I have thought a good deal about conversions this quarter, which I didn’t expect to happen when it began. In my preaching practicum, “Making Doctrine Live,” I was assigned the text of Acts 16:25-34 (conversion of the Philippian jailer) and instructed to relate it to the doctrine of conversion. A few weeks before I was supposed to preach the sermon, we talked about conversion stories in my “Congregation as Learning Community” (CLC) course.
I have always thought of conversion as a process, more than the instantaneous transformation of one person from unbeliever to believer. When we discussed conversions in CLC, Mark Lau Branson pointed to the work of Roman Catholic theologian, Donald Gelpi. Gelpi outlines five areas in which conversion has both an initial moment and an ongoing process: affective (emotional), intellectual, moral, sociopolitical, and Christian (or religious). Branson adds “local congregation” as a sixth category. In these categories, Gelpi borrows from secular definitions of conversion, in which conversion constitutes:
“ . . . change from irresponsibility to responsibility that includes accountability, in which persons acknowledge a duty to render an account of the motives and consequences of their decisions to someone or to some community of persons. Conversion is possible in natural and supernatural spheres, which are interrelated.” (“Branson on Gelpi on Conversion,” in-class handout).

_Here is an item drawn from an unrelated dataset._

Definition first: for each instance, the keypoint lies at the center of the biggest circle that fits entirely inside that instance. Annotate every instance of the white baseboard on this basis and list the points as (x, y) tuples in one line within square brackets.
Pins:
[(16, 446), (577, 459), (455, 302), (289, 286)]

In other words, conversion is not as simple as we might believe if we listen to most television preachers. For example, I actually had a moral conversion before my Christian conversion. As it happens, I was a pretty bad kid as an early adolescent. In those junior high years, I shoplifted and generally got into lots of trouble with a buddy of mine that was my partner in crime (literally). During this two year phase of mine, my parents couldn’t do anything to change my behavior. Then, one day, my buddy and I got picked up at a local department store for shoplifting some junk food. It wasn’t the first time I got caught, in fact it was the second time that week, but this time was different.
Rather than pick me up herself, my mother decided to let the police escort us home. The officer that came to pick me up happened to be my DARE officer from sixth grade. I had tremendous respect for this man, who had taught me to “just say no.” So, when I saw the look of disappointment on his face and heard it in his voice, I was suddenly transformed. I stopped hanging out with my fellow hoodlum and concentrated instead on singing in school choir. I stopped my criminal activities and became good friends with a fellow choir member who eventually introduced me to the Christian faith.
This is an example of how one conversion was both “initial” and “ongoing,” while it also led down a path towards other conversions. Thinking about these conversions in class not only helped me see new and interesting things in the jailer’s conversion in Acts as I planned my sermon. The exercise also helped me consider what it means that conversion is a process in my own life.
This theme stood out so strongly to me, I think I will write a second post on some of my intellectual and sociopolitical conversions. The two categories are intimately connected for me.